Subdivision B of section 218-a of the County Law requires boards of supervisors to provide for "adequate" non-secure detention facilities, certified by the Division, to be operated in compliance with the rules of the State Board of Social Welfare (hereinafter "the Board") and regulations of the Division. Subdivision A of that section refers to "proper and adequate" detention care, as defined in section 510-a of the Executive Law and the regulations of the Division. Paragraph 1 of that subdivision also refers to rules of the Board and regulations of the Division.
Section 510-a of the Executive Law authorizes the Division to assure the provisions of "adequate, suitable and conveniently accessible accommodations and proper care". Each detention facility is to be established, operated and maintained in compliance with the rules of the Board and regulations of the Division. The Division's power is specifically limited to the extent that its regulations may not be inconsistent with those of the Board. The Division is made responsible for inspections of certified detention facilities and reports as to their "operation and adequacy" and the need for such facilities. Those reports are to be made to the county executive, county legislature, Family Court judges and Office of Court Administration, indicating that action on the findings in the reports would be within the jurisdiction of those bodies.
Social Services Law, § 408-a authorizes social services districts to operate detention facilities in compliance with rules of the Board and regulations of the Division.
The statute provisions above cited confer power upon the Division and the Board to assure that detention facilities are adequate and convenient, that is, that they meet minimal standards both in terms of the facility itself and the services provided.

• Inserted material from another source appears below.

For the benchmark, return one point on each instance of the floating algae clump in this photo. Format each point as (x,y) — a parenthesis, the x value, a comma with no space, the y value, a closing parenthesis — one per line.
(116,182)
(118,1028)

Those provisions do not, however, confer any specific power upon either agency to control expenditures above minimum requirements or to limit reimbursement to minimal costs of operation.
As a general rule, administrative agencies have rule-making power only to implement a statute as it exists, and cannot adopt rules which are in excess of the rule-making authority conferred by the statute (see, e.g.,Manhattan Co. v. Commissioner, 297 U.S. 129; Miller v. United States,294 U.S. 435; Matter of Gold v. Corsi, 307 N.Y. 224). In determining whether rules are in conflict with the statute, the courts generally give substantial weight to the interpretation of its statutory authority by the administrative agency (Howard v. Wyman, 28 N.Y.2d 434).
In this case both the Board and the Division have adopted regulations under the authority of the above-cited statutes (9 NYCRR, Part 176; 18 NYCRR, Part 9). While the rules of the Board deal at length with the details of the facilities and standards of care, the regulations heretofore adopted by the Division deal only with the types of expenditures eligible for reimbursement and the mechanics and procedures for reimbursement. The past construction by the Division of its own regulatory power has not included regulations relating to maximum permitted facilities, personnel or programs. Such regulations would be required in order to limit maximum reimbursement.
Consequently, I am constrained to conclude that the Division for Youth does not have the power to adopt rules and regulations fixing maximum amounts of expenditures by local agencies which will be eligible for reimbursement. While certification and, consequently, reimbursement can be withheld from a facility which does not meet minimum standards, the Legislature has not conferred upon the Division the power to require program reductions where expenditures exceed needs and without such authority, the Division is not empowered to adopt such regulations.